Kelly is responsible for the day-to-day operations of the Zoo, which has more than 2 million visitors a year, and manages the Zoo's research programs, including groundbreaking work by Zoo scientists in conservation biology around the world. He also oversees membership and education programs coordinated by the Zoo's support organization, Friends of the National Zoo. The Zoo has more than 450 full-time staff, including keepers, curators and scientists, and a combined budget for fiscal year 2016 of about $70 million. Kelly has overseen significant improvements to visitor experience at the Zoo, as well as to the research capacity, educational programs and financial resources of the Zoo and SCBI. 

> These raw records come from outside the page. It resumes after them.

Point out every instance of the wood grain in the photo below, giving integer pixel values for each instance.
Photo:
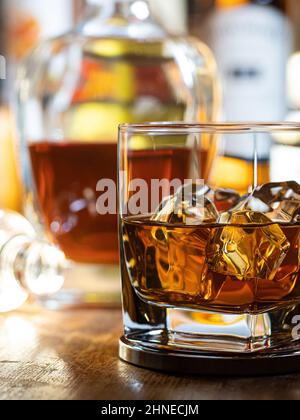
(74, 355)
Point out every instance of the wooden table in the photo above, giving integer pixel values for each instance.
(74, 355)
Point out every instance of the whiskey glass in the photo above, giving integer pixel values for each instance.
(210, 274)
(116, 66)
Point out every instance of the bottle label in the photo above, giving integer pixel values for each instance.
(252, 46)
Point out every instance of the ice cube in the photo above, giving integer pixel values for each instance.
(251, 247)
(280, 202)
(188, 206)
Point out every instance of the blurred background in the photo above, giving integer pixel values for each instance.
(256, 44)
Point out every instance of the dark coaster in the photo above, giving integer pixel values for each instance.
(275, 362)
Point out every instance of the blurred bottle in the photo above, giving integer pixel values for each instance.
(252, 42)
(27, 266)
(119, 65)
(31, 21)
(286, 149)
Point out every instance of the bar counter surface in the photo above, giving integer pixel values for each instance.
(73, 355)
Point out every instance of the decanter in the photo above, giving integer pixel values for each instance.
(28, 266)
(119, 65)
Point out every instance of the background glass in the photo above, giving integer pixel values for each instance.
(222, 274)
(116, 66)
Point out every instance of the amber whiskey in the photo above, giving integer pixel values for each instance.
(228, 268)
(66, 177)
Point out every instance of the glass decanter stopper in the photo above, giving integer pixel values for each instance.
(27, 266)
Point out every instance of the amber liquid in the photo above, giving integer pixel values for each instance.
(66, 176)
(173, 266)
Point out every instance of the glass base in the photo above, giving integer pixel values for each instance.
(87, 286)
(266, 342)
(280, 361)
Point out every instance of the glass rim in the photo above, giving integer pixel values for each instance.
(215, 127)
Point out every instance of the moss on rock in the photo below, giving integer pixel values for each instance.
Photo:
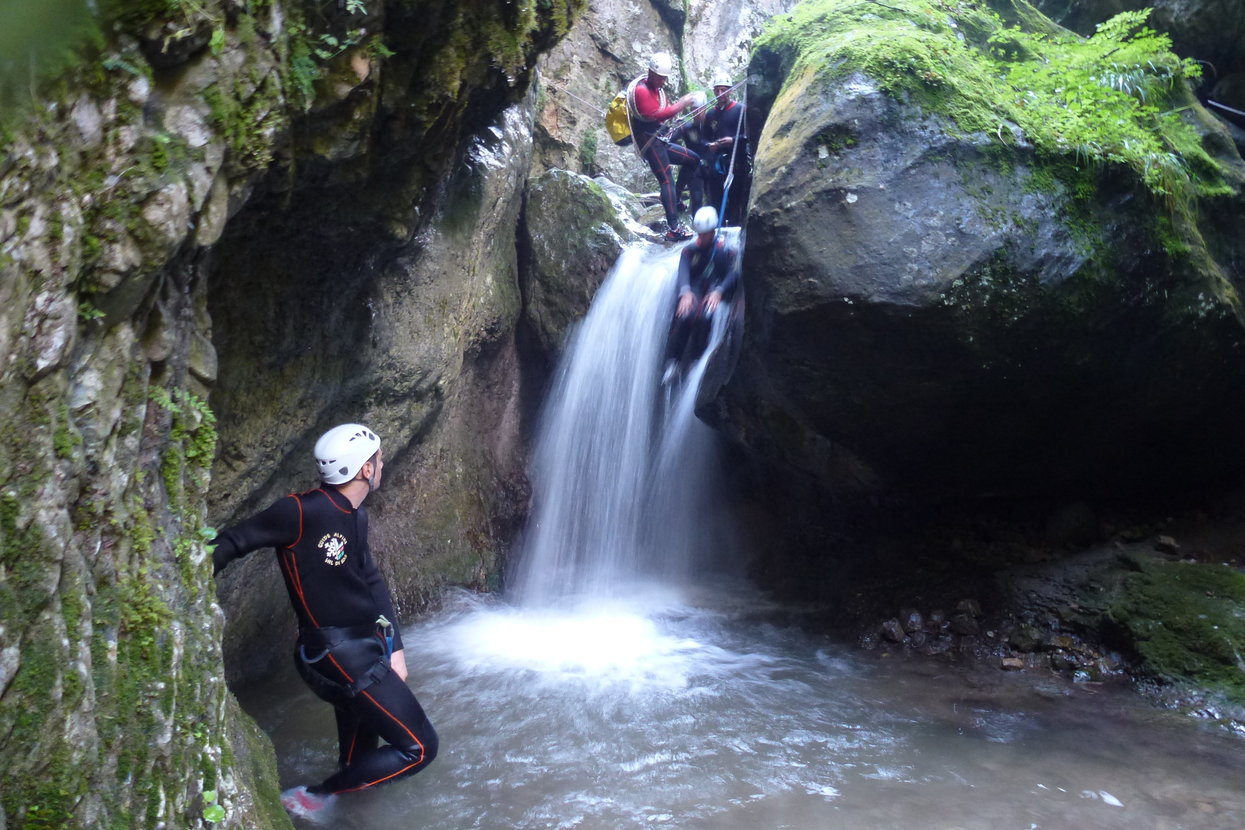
(1187, 622)
(1114, 98)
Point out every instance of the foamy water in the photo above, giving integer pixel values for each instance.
(718, 711)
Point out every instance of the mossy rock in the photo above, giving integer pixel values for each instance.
(1185, 621)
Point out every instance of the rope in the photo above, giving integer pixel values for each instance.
(679, 121)
(735, 148)
(1224, 106)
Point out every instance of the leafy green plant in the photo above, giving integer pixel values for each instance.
(212, 810)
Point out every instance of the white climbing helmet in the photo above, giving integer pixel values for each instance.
(661, 64)
(341, 451)
(705, 220)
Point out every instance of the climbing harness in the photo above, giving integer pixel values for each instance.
(354, 646)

In 2010 Kelly launched an $80 million capital campaign, which is nearing its successful completion. Kelly has overseen the opening of three major exhibit projects since starting at the Zoo, and is currently planning for "Experience Migration," a major $55 million, first-of-its-kind experience which involves the renovation of the Zoo's historic 1928 Bird House.

In 2012, he oversaw the opening of the Speedwell Foundation Conservation Carousel—one of only a handful of solar-powered carousels in the world—featuring key animals in the Zoo's mission to save species.

In 2013, Kelly supervised the complete, eco-friendly renovation of the Zoo's American Trail. The exhibit underscores how scientists and the public can work together on conservation to bring species back from the brink of extinction. Nearly every animal in the exhibit has been on the endangered species list, but most have experienced significant recoveries since conservation efforts began.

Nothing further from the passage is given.